Even clinical trial packaging makes an impression. Patient recruitment and retention are big factors in clinical trials, and packaging can have an impact. If patients are presented with a package that appears flimsy or of low quality, or a package that makes the medication difficult to dispense, they might lose confidence in participating in the trial. “The patient population that is recruited into the clinical trial market today is a pretty sophisticated consumer,” says Ward Smith, clinical trial specialist at MeadWestvaco Healthcare Packaging (New York City). “The last thing you want to do is have anything add an element of confidence removal.”

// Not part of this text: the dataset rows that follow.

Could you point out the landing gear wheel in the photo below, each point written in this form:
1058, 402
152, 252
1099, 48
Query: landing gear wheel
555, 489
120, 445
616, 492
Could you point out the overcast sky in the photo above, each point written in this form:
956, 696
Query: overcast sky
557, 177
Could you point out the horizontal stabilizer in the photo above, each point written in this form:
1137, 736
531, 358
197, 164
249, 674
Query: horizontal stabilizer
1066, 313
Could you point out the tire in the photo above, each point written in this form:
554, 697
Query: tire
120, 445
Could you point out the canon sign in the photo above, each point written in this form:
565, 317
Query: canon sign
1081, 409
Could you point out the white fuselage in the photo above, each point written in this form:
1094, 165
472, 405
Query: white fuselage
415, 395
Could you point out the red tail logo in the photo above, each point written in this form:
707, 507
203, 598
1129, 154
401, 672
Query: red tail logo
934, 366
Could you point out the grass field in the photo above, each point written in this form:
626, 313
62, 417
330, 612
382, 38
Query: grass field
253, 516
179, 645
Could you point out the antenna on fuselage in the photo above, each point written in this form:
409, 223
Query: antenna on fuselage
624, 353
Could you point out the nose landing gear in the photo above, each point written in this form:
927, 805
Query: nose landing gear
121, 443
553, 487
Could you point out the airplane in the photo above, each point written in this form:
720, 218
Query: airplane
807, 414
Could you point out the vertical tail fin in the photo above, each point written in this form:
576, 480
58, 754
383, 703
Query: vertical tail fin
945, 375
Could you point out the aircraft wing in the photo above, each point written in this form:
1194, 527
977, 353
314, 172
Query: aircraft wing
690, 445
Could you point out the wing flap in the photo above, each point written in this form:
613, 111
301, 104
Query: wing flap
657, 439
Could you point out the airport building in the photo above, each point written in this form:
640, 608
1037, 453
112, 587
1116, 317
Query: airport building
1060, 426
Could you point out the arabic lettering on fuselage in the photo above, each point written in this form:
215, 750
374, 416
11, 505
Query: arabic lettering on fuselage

Tom McDonald, also a MeadWestvaco clinical trial specialist, says that packagers in clinical trials are often forced to consider timeline first and the quality of design second, potentially creating a negative patient interaction with the package and subsequently the compound. “You’re often looking at what is the most expeditious route for product packaging,” he says. Because the sponsor company’s name appears on the supplied packaging, the package bears the image of the supplier, so companies should give it a bit more thought.
“What can a package deliver over and above its appearance and functionality?” asks John Smit, MeadWestvaco Northern regional sales manager. He suggests the company’s Surepak, for instance, a tool for promoting patient compliance and an F=1 container, similar to that of a bottle, for highly toxic compounds. Surepak can also be used for packaging delicate or friable medications. These medications can be damaged by dispensing, so the use of Surepak and a peel-and-drop blister allows the medication to be accessed without being damaged. “I would say that we’re poised for a paradigm shift,” he says. “This package is a powerful tool for the sponsor company.”
Inspecting clinical supplies labeling remains a challenge. Photo courtesy Complete Inspection Systems.
Automation could be a worthwhile investment. Though it is still rare in clinical trials packaging, employing automation and automated package inspection can help companies realize greater speed (minutes versus hours), consistency, accuracy, and repeatability in their processes, says Gary Parish, president of Complete Inspection Systems Inc. (CIS; Indiatlantic, FL). But while “every other aspect” of the pharma market has embraced automation, Parish says that clinical trials have lagged behind.
Production requirements for clinical trials can be substantially different from regular manufacturing and packaging lines for several reasons. The number of products produced is substantially lower, each product must be identified with unique product and patient information for tracking during the study, and it is important for doctors and patients not to be able to tell the difference between product and placebo during the study. “All together, you have a unique scenario of short manufacturing runs with each product being different,” Parish says.
The lag in automating clinical trials packaging is partly because of the amount of time and effort required to validate new processes, but also because of the use of older equipment, such as dot-matrix printers and the corresponding custom software created to work with them.
Parish says technology that would make CIS systems more practical for use in clinical trials packaging is workable and becoming more available, and that many exhibitors at the recent WestPack show in Anaheim, CA, were showcasing such systems. “I saw a whole bunch of new setups designed for the smaller runs,” he says.
But even for companies not ready to delve into the latest in robotic automation to package their drug study supplies, not having an eye toward the future can cost you in the present.